The Whitney has had a troubled past with exhibitions[1].
I remember a Jasper Johns exhibit that made him look like an artist who long
ago managed to run out of ideas. A MOMA retrospective latter corrected that.
But the Whitney often misrepresents even the best of artists. Part of the
problem has been curatorial, part of it was the physical inability to spread
things out and tell a story like the Modern can. The Breuer is a great building,
but stubborn. Flexibility is not really a part of its program. It can
intimidate and confuse curators. Perhaps even artists. It took Richard Tuttle
two retrospectives to get it right.
In ‘Koons World’ the twain shall meet.
At a talk at Hunter College a couple of years ago Koons recounted
a fond childhood memory. He was sitting on the floor, watching his father
smoking cigarettes. There was an ashtray with a small naked female figurine
sitting at its edge and when the heat from his father’s cigarette got near her,
her legs would spread open. This fascinated the young Koons to no end. One
could label such experiences lowbrow, kitsch, goofy, trivial, meaningless. But
for Koons his experience could not, and he insisted should not, be diminished
by any such labeling. For Koons the world is full of such wonders and should be
embraced as such. They are what we live for. He also spoke of his fondness for
Kierkegaard.
Unfortunately the Whitney is abandoning ship. Over the years
it has tried to expand around and on top of the Breuer building, but failed to
do so. The kitsch pastiche proposed by Michael Graves thankfully tanked and
plans for expansion never seemed to recover from that misstep. So it’s
constructing a new building at the end of the High Line.
Did someone say kitsch pastiche? Not Koons. Never. All the
world is open to him (and his 129 assistants)[2].

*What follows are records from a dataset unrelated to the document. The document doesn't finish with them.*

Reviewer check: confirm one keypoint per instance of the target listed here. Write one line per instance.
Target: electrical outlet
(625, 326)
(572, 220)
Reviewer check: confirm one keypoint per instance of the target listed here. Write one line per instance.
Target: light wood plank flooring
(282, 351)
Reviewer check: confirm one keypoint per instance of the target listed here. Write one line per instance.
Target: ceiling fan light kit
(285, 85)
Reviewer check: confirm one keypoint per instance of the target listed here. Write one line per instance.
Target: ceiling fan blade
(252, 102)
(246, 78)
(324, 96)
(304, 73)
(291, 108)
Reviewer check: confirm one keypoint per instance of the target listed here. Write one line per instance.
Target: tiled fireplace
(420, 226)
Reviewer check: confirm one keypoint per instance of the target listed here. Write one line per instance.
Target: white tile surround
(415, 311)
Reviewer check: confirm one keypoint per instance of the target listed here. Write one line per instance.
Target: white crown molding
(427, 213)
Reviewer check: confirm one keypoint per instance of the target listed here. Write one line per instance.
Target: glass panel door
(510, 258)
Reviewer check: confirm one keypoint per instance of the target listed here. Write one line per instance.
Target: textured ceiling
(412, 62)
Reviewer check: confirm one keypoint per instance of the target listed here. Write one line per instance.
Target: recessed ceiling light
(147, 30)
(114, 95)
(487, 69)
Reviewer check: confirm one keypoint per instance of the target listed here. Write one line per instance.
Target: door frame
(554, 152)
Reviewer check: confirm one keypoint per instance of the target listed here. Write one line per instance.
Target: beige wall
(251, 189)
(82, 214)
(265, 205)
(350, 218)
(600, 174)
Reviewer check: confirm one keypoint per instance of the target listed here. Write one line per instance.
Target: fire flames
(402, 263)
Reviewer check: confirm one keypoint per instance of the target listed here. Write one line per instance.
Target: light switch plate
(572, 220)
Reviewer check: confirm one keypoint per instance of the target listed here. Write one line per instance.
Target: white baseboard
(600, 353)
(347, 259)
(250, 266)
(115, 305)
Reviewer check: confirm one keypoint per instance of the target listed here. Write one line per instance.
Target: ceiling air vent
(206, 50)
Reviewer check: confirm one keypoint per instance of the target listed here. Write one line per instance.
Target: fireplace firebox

Of course Andy Warhol is the guiding spirit of this ‘Koons factory’. But where
Warhol was always elusive and clever, Koons can come off as self-satisfied and
smarmy[3].
His talks are like a 12 Steps to Loving Jeff Koons Workshop[4].
Thus the hate mail[5], it’s not just
a reaction to the work (cause it has its moments, doesn’t it?) it’s a reaction to
the whole Koons phenomena (the outsized studio, the outrageous prices, and the
fact that he’s just too happy).
His early work often had a psychological pull. The bronze
life raft and aqualung (life saving equipment that would drown you if used),
the equilibrium tanks (relationship dynamics). The New Series was also an
attempt at that; virginal vacuum cleaners sealed in Plexiglas[6].
Strong work, but not breakaway. It was when his work truly embraced popular
culture (including porn) in a way that his peers did not that he pulled away from the pack[7].
Everyone makes bad work[8],
Koons has made his share, but there is no question he has produced some
signature pieces that captured a moment, a zeitgeist perhaps. Specifically some
of the shinny metal works, the artisanal polychrome carvings or ceramics and
the flower dog.
And the paintings? Can they be seen as something more than
an attempt to refresh the ideas of James Rosenquist? Maybe, but successfully?[9]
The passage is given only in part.